WELL aims to be the definitive platform to investigate, promote, and extend wellness for people across the socioeconomic spectrum. Studies in genetic science suggest that less than a quarter of health is dictated by immutable genetics, leaving over seventy-five percent influenced by other elements, such as lifestyle choices. Great scientific strides have been made in managing disease; yet, the real question is how do we prevent illness in the initial state.
WELL will engage tens of thousands of volunteers—called “citizen scientists”—in two initial locations: Santa Clara County, California, and Hangzhou, China, with plans to expand to other sites as additional funding is secured. The citizen scientists participating in this effort will contribute information to improve our understanding of what makes lives healthier.
“Health...is more than the absence of disease”
Santa Clara County was selected because it is one of the most diverse counties in the United States and is home to people of many cultures and income levels. This diversity provides unique opportunities for investigators to increase current understanding of the complex range of factors that affect the health and wellness of individuals and communities.
Although the benefits of economic development have created substantial gains in living standards, health outcomes, and health care systems, it has also created new health problems that cannot be solved through disease-focused investment, but only through emphasizing prevention and wellness at the population level. This dynamic is nowhere more evident than in China, where the rapid rise of obesity, diabetes, and other non-communicable diseases threatens hard-won gains in both health outcomes and social equity. “Researchers selected China because of its large population, rapidly expanding economy, and its concomitant growth of chronic disease,” says Ioannidis.
The next generation cohorts of WELL that are being built in multiple countries will help dissect what affects wellness both for individuals and for large populations.

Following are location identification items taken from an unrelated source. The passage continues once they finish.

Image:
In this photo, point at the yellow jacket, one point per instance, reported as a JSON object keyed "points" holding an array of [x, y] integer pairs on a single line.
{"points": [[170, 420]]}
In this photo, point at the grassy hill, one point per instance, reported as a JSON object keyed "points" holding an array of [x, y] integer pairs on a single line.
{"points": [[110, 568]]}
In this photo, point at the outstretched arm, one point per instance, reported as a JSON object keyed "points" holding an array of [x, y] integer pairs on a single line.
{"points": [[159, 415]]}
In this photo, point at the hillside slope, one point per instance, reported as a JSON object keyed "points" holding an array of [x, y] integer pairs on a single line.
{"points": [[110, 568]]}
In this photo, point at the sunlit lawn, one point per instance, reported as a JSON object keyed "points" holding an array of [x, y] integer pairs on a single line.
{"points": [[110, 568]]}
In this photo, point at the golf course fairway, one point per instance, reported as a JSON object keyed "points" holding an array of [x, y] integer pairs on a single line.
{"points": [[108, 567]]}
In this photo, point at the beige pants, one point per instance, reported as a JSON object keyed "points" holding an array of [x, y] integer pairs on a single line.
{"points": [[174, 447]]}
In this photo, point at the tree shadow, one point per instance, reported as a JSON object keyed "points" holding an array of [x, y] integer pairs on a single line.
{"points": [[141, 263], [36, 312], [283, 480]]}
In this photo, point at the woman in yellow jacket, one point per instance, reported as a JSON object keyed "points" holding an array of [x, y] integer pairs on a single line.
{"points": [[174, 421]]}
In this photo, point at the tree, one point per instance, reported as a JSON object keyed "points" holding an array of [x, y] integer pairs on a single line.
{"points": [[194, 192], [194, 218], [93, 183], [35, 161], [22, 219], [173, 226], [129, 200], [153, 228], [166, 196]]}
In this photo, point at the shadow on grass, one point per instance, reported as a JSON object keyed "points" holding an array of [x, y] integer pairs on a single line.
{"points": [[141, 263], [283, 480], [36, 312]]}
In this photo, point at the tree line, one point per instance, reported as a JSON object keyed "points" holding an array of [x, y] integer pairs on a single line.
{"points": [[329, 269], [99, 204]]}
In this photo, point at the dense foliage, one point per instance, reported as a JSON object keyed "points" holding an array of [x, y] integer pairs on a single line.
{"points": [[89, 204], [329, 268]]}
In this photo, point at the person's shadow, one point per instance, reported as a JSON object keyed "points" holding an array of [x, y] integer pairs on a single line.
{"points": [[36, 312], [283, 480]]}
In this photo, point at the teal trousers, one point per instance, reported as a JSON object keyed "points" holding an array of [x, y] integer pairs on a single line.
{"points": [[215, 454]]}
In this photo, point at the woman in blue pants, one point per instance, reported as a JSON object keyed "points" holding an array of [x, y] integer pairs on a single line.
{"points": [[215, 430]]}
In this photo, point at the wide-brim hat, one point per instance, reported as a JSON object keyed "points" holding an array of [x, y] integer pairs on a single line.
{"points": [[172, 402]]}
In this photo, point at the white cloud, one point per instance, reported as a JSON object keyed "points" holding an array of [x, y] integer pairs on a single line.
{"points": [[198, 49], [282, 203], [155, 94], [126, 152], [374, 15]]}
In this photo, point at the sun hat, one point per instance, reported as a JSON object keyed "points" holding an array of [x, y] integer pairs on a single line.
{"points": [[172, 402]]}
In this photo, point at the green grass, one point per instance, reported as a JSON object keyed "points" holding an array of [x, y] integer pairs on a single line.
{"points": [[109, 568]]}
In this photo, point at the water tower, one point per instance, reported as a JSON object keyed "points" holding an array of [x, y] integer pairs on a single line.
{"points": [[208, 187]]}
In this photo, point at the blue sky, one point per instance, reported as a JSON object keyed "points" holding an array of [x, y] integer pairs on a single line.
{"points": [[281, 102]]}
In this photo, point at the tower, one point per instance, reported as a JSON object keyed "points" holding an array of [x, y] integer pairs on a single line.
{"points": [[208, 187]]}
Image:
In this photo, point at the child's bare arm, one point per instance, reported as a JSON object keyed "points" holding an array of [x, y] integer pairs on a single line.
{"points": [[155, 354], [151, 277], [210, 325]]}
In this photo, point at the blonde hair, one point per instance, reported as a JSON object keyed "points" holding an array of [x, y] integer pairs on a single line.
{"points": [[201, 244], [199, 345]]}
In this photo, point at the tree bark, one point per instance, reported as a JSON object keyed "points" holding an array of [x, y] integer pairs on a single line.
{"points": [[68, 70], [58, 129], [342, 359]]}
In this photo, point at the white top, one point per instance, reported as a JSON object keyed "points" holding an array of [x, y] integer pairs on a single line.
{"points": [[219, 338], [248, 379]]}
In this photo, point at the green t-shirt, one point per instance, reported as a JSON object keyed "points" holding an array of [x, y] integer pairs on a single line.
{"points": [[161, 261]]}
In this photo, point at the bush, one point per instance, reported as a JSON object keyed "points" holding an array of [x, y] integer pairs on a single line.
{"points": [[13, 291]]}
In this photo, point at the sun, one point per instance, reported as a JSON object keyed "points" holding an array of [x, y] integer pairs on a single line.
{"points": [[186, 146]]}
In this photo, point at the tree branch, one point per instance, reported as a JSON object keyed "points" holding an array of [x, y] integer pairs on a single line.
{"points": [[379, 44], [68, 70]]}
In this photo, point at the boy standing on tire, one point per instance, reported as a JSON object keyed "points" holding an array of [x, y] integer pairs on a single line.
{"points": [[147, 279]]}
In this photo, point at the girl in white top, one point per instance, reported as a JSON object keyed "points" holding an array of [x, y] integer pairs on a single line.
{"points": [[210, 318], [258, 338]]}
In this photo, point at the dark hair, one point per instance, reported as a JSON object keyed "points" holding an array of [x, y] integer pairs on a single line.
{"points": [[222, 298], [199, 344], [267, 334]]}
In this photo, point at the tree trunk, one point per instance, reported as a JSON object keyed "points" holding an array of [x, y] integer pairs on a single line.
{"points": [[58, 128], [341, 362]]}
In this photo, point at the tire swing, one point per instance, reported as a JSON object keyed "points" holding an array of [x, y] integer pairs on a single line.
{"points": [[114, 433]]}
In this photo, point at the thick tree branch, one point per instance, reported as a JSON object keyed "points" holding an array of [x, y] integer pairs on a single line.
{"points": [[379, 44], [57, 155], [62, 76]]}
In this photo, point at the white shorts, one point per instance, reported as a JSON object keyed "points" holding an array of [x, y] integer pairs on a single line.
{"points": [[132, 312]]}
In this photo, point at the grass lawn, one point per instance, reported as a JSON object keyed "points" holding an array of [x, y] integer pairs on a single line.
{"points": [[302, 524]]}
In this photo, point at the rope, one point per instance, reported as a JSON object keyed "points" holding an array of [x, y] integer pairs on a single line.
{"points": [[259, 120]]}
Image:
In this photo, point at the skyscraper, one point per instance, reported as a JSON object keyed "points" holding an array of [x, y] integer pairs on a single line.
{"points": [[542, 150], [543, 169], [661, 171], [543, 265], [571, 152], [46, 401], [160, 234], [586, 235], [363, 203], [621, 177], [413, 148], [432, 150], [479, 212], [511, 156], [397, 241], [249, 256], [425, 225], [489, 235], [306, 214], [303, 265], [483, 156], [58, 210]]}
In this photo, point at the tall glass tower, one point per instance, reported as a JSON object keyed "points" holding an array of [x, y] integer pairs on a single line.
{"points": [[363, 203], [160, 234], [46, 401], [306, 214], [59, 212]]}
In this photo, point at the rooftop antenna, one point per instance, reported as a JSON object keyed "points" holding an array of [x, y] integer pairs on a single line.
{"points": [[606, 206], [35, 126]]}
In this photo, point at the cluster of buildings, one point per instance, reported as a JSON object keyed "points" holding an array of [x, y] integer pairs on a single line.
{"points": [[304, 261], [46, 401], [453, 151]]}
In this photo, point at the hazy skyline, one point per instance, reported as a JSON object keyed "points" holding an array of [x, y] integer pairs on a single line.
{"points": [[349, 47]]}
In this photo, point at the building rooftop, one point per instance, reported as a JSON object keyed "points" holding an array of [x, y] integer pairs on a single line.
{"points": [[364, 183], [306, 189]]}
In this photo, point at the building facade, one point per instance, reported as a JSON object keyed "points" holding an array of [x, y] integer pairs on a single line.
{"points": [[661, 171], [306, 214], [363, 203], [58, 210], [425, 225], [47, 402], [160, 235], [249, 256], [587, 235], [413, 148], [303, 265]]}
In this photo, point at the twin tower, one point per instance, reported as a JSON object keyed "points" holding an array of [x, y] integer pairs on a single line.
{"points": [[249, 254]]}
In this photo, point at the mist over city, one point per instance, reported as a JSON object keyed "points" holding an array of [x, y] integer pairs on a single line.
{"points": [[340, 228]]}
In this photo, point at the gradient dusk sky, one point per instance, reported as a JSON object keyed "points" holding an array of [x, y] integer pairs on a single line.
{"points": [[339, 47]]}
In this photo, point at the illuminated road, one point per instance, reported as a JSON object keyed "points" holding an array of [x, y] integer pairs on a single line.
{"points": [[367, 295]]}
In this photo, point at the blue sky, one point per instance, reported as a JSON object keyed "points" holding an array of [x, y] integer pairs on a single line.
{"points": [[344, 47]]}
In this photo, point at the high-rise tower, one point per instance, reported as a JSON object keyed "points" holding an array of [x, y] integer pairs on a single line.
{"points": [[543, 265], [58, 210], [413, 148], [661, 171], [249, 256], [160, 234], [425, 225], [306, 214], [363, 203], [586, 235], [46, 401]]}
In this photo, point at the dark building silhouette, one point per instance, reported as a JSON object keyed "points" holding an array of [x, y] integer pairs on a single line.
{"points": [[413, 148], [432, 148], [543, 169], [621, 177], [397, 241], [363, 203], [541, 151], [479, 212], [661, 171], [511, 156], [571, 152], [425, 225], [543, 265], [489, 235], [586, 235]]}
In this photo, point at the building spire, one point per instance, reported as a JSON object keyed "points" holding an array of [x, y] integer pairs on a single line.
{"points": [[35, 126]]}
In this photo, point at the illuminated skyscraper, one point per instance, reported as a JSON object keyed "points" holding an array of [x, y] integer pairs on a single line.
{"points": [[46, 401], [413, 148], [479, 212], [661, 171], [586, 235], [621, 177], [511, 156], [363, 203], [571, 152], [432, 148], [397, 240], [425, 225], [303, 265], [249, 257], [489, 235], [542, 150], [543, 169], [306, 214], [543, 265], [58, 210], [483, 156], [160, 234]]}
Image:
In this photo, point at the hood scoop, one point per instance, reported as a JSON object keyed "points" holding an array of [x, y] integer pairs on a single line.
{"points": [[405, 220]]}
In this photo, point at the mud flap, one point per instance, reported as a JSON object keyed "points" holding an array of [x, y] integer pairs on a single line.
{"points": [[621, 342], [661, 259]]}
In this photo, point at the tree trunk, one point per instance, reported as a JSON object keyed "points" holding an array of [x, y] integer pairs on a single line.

Participants will be encouraged to engage in studies that will assess in a rigorous way diverse interventions that may be influential in shaping wellness. WELL’s initial funding is through a gift from the Nutrilite Health Institute Fund provided by Amway.
WELL seeks to scientifically determine the interaction of relevant evidence-based wellness domains to establish best wellness practices to improve health and quality of life among all segments of populations, positively impacting individuals, communities, and policies by using the three-pronged approach of observation, intervention, and biology.
WELL’s aim is to apply the science of health and wellbeing into concrete, scientific evidence that can improve the quality of our lives. WELL is a cutting-edge effort to define, redefine, expand, and materialize wellness.